Em meio a uma trágica pandemia, a maior catástrofe vivida
pelas atuais gerações, devastadora para vidas humanas e avassaladora para o
sistema produtivo, o Brasil se obriga a enfrentar outra frente desafiante: a
defesa da democracia como um valor essencial para organizar a nossa sociedade.
Espantosa missão, seja porque há pouco mais de três décadas saímos de uma ditadura,
seja porque já temos problemas demais a superar, seja porque “estamos em pleno
século 21 sendo afrontados com discursos, ameaças e situações medievais”.

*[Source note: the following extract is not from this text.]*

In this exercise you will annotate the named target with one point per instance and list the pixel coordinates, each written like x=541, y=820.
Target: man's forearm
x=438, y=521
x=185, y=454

Inacreditável, mas terrivelmente real.
A partir de 1964, foram 21 anos de arbítrio, com censura à imprensa
e às artes, exílio forçado de concidadãos, cassação de direitos políticos,
desaparecidos e presos políticos, torturas e mortes nos porões da opressão,
supressão de eleições, interdições a liberdades civis e políticas (opinião,
reunião, organização, etc.), entre tantas tragédias urdidas nos “anos de
chumbo”. Ao fim, o poder civil recebeu o País com um endividamento externo
irresponsável e a economia em frangalhos.
Nos anos 1970, na universidade, entrei nos movimentos
sociais em busca da retomada das liberdades em nosso país. Nesse tempo de
embates e formação política, tive um aprendizado fundamental: a democracia é um
valor universal a nortear as formas de conquista e exercício do poder em toda e
qualquer sociedade que se queira civilizada e humanística.

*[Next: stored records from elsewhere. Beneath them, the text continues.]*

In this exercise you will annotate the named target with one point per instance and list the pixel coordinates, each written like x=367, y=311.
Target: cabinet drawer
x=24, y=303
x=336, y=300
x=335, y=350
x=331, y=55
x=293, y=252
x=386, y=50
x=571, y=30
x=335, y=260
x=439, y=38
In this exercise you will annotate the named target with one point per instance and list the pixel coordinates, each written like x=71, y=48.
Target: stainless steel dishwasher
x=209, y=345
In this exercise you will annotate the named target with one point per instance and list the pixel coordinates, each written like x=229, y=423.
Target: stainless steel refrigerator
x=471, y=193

Sob a Constituição de 1988, reconstruímos a democracia. Não
foi um tempo perfeito, como nenhum foi ou será, até porque a política não é
feita por deuses, mas por seres humanos, suscetíveis de erros e imperfeições.
Mas é inegável que percorremos um período de avanços socioeconômicos, com o
funcionamento do Estado Democrático de Direito e as devidas correções de rumos
e penalizações de desvios, por exemplo.
Entre as conquistas, podemos citar a criação do Sistema
Único de Saúde (SUS), a universalização do acesso à educação básica, a
derrocada do flagelo da inflação e a criação do Real, a ocorrência de eleições
periódicas e transparentes, com alternância de poder, os avanços nas agendas
dos direitos humanos, do meio ambiente e da sustentabilidade, e uma abrangente
rede de proteção social (Bolsa Família e outros).
Enfim, ainda que lidando com desafios gigantescos e mal
administrando uma impositiva agenda de reformas estruturantes, mas
incrementando nossa incipiente experiência democrática, o Brasil tornava-se
pouco a pouco um país que jamais tinha sido, em seus mais de 500 anos de
História.
Há uma agenda de ajustes? Sim! Pelo nível de suas entregas,
temos uma estrutura governamental cara e ineficiente, além de atravessada por
vícios de corrupção e assaltada por corporações cercadas de privilégios. Temos
um País inaceitavelmente injusto, inseguro e desigual. A educação precisa se
qualificar e se tornar contemporânea. A produção deve incrementar a
sustentabilidade de seus processos, além de ampliar sua produtividade e
competitividade. As instituições precisam se digitalizar, promovendo o
reencontro do modus operandi governativo com o modus vivendi da sociedade.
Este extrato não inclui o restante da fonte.